McGettigan, Daniel (1815–87), catholic archbishop of Armagh, was born in November 1815 in Drumdutton, parish of Mevagh, Co. Donegal, son of Manasses McGettigan, farmer, and his wife (née Boyle). Daniel was educated locally and studied classics under a dissenter clergyman in Londonderry before going to Meath diocesan seminary in Navan. In August 1833 he entered Maynooth College, where he was ordained a priest on 26 May 1839. His first posting was as curate to the Rev. Michael McGoldrick, parish priest of Inver (1840); after a number of months he transferred to the parish of Letterkenny, where he served as curate and later administrator for the next fourteen years. During this period he became involved in a notorious case which led to his jailing: in 1845 he refused to breach a confidence in a restitution case, involving a distiller of contraband whiskey and a local man who had reneged on debts. He was therefore confined to Lifford jail and then conveyed to Newgate prison in Dublin. However, before his case came to trial an informality in his arrest warrant was detected by his counsel and he was released to great acclaim in Letterkenny. In 1854 he was made parish priest of Kilbarron, where he remained five years. On 8 May 1856 he was consecrated coadjutor bishop, with right of succession, to the bishop of Raphoe, Dr Patrick MacGettigan (no relation). He succeeded to the see on 1 May 1861.
Tall and strongly built, McGettigan was diligent and well liked and was commended by Cardinal Cullen (qv) as conscientious in the administration of his diocese and irreproachable in his personal conduct. Cullen was, however, dismayed when in October 1869 McGettigan was voted by a large majority of the Armagh clergy to succeed as archbishop of Armagh, and therefore primate of all Ireland and titular head of the Irish church. Cullen had intended this post for his chaplain and secretary, Dr George Conroy (qv), then only 36 years old. It was to block Cullen's increasing power that the Armagh clergy united behind McGettigan. Nevertheless Cullen did his best to influence the Vatican and was hopeful for a time that McGettigan's age would prevent his accepting. In the event the other bishops convinced McGettigan that the procedure in Irish episcopal appointments would be compromised if Cullen had his way. McGettigan was appointed archbishop of Armagh on 11 March 1870.

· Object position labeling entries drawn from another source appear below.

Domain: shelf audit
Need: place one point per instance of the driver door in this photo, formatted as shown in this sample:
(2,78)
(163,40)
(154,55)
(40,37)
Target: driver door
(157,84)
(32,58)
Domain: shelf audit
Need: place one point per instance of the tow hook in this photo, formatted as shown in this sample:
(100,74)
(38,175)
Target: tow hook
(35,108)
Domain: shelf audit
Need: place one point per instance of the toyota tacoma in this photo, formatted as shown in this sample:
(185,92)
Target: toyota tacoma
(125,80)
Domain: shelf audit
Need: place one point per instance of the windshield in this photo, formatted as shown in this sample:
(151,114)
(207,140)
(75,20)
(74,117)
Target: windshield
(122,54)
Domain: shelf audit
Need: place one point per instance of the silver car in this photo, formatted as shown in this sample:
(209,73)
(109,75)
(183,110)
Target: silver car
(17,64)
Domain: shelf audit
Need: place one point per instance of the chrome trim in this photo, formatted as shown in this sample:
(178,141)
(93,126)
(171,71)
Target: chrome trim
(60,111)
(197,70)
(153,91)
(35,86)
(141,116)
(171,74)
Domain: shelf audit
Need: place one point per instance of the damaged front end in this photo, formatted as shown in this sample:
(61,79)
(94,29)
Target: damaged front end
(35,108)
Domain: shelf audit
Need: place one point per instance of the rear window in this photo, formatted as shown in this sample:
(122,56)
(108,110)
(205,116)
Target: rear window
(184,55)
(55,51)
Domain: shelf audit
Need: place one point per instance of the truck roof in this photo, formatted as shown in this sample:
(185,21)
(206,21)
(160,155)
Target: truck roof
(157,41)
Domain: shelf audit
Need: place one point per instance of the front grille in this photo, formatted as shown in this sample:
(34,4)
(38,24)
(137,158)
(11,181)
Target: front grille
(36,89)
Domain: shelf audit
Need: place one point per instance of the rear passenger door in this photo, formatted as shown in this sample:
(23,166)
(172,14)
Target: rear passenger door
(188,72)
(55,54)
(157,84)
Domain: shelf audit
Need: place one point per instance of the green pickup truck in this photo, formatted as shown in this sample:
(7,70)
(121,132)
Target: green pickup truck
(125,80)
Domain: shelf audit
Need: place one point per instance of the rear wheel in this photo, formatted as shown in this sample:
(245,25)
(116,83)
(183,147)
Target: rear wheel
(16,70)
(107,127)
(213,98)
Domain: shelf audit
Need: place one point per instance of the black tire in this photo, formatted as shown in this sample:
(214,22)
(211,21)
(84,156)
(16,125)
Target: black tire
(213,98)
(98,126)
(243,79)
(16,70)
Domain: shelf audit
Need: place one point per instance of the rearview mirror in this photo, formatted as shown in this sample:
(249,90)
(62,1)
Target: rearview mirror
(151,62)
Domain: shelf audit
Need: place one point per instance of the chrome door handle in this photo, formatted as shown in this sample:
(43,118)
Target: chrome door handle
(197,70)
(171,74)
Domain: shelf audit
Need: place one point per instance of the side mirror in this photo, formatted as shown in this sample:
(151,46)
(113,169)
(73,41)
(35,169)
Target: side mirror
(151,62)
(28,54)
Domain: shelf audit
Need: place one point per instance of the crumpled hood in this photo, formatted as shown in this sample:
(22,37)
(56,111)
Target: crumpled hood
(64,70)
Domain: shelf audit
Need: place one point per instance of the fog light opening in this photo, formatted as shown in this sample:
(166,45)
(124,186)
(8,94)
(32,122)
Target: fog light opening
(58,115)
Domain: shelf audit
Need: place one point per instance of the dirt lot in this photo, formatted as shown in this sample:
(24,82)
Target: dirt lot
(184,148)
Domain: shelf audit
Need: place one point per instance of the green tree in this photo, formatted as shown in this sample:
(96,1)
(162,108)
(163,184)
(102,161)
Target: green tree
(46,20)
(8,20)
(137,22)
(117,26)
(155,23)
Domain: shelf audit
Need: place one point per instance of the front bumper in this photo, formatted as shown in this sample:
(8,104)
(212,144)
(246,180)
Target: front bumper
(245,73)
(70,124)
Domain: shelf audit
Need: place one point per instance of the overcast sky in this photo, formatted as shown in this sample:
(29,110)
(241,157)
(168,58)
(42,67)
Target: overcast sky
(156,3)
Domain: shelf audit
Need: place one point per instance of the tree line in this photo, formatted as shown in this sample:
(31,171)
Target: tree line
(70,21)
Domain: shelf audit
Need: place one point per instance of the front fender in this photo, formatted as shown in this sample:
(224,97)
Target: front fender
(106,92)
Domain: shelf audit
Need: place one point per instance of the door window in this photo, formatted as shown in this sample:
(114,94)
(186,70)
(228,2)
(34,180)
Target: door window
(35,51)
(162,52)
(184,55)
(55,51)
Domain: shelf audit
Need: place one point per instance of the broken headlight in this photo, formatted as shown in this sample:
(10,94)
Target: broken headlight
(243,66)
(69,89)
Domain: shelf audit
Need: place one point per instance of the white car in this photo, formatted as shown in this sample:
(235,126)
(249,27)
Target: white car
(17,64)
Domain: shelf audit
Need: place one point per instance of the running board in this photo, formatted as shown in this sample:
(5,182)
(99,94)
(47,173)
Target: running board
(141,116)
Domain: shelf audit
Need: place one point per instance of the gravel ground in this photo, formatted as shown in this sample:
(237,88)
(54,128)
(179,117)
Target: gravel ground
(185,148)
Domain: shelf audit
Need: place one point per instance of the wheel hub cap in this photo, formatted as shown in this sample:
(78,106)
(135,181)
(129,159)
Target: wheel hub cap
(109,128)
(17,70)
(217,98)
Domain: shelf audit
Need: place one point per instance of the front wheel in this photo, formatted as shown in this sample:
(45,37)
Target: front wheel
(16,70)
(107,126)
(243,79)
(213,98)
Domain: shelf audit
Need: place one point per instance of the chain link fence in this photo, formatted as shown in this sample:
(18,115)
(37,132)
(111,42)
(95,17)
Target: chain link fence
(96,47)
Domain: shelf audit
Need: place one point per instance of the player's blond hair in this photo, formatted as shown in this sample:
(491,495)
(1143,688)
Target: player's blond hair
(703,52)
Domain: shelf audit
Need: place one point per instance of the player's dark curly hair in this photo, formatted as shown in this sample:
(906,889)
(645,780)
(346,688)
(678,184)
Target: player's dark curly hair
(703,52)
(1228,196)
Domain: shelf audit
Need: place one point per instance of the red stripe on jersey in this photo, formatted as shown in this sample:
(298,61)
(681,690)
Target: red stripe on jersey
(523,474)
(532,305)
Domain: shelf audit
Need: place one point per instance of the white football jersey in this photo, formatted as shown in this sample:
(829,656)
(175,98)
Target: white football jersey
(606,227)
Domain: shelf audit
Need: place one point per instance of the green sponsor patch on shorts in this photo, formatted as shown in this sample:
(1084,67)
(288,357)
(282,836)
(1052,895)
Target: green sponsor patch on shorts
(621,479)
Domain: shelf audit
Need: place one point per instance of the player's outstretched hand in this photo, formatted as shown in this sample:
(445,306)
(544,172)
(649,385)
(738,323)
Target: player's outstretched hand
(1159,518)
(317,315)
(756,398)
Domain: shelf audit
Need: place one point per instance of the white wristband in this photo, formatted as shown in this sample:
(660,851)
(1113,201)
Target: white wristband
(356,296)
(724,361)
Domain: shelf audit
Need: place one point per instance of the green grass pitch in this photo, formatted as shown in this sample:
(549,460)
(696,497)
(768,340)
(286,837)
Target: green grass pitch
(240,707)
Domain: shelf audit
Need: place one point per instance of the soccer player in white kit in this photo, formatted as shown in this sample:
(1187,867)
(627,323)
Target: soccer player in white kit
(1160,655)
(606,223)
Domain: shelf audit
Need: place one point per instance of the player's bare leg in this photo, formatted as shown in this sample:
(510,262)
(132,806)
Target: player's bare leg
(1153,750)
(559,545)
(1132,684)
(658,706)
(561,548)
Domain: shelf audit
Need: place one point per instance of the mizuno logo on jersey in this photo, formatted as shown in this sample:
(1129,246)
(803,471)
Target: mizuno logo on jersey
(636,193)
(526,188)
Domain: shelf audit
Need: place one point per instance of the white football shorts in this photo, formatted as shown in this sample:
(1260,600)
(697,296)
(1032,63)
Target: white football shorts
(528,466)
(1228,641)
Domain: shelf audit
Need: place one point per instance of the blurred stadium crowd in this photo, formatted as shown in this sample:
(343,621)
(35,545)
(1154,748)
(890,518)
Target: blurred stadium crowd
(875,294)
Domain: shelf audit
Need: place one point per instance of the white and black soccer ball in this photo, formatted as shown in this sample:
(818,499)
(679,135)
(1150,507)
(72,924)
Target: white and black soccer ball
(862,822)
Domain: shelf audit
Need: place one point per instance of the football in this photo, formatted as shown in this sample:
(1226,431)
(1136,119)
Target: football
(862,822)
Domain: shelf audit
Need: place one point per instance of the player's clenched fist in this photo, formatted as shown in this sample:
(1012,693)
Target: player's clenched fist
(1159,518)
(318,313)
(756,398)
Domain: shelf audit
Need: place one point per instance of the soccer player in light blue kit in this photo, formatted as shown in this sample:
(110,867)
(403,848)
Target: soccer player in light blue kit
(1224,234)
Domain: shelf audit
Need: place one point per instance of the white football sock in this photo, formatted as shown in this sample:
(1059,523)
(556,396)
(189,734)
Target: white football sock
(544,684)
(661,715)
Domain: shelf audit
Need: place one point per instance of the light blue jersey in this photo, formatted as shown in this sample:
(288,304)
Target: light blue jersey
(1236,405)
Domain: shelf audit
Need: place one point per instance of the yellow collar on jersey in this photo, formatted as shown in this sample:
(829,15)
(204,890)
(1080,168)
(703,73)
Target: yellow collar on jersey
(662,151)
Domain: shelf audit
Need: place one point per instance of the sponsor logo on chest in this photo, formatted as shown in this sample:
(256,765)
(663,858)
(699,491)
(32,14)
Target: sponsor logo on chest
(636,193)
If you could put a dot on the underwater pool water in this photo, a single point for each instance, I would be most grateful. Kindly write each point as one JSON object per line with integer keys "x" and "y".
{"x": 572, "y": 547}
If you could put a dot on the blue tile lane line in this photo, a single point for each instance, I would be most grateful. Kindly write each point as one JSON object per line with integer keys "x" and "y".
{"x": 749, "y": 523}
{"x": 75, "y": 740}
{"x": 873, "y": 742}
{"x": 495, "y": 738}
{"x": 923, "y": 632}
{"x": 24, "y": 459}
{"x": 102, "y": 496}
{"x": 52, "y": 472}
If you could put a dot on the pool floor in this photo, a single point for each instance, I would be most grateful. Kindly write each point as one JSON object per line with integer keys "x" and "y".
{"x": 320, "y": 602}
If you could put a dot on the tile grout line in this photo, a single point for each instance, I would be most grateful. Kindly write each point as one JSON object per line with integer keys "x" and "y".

Although not Cullen's choice, McGettigan upheld the cardinal's views and was uncontroversial. He opened the new Armagh cathedral in 1873 and invited the Redemptorists to Dundalk in 1876, thereby enabling them to make their second foundation in Ireland. In 1872 he was among those bishops who supported Cullen in rejecting the home rule party leadership as too protestant and too Fenian. At the cardinal's behest he campaigned vigorously in 1874 for the return of Liberal candidates in Louth, which fell within his ecclesiastical jurisdiction. To public humiliation he was repudiated by his own clergy, who almost unanimously declared in favour of the home rule candidates, who were all elected with sizeable majorities. The revolt of clergy against their own bishop was comparatively unusual; it came about, according to the historian Emmet Larkin, firstly because McGettigan was supported more by the northern faction within his diocese than by the southern Louth faction, and also because he was a gentle, unaggressive man who found it difficult to take firm action when religious principle was not involved. The Louth priests therefore calculated that they would lose nothing through thwarting him.
McGettigan subsequently kept out of politics. When the Land League was formed (October 1879) he adopted, in common with other northern bishops, a determinedly neutral stance, though his private correspondence evinces some cautious sympathy. In April 1881 he tried unsuccessfully to prevent an episcopal meeting being called to discuss Gladstone's land bill, suggesting that the church would do better to wait until the measure had been ‘discussed by practical men of the tenant class who are excellent judges of what is fair and suitable’ (Larkin (1975), 109). In his last years he spoke out against emigration. He died at his residence on 3 December 1887 and was buried at St Patrick's cemetery, Armagh.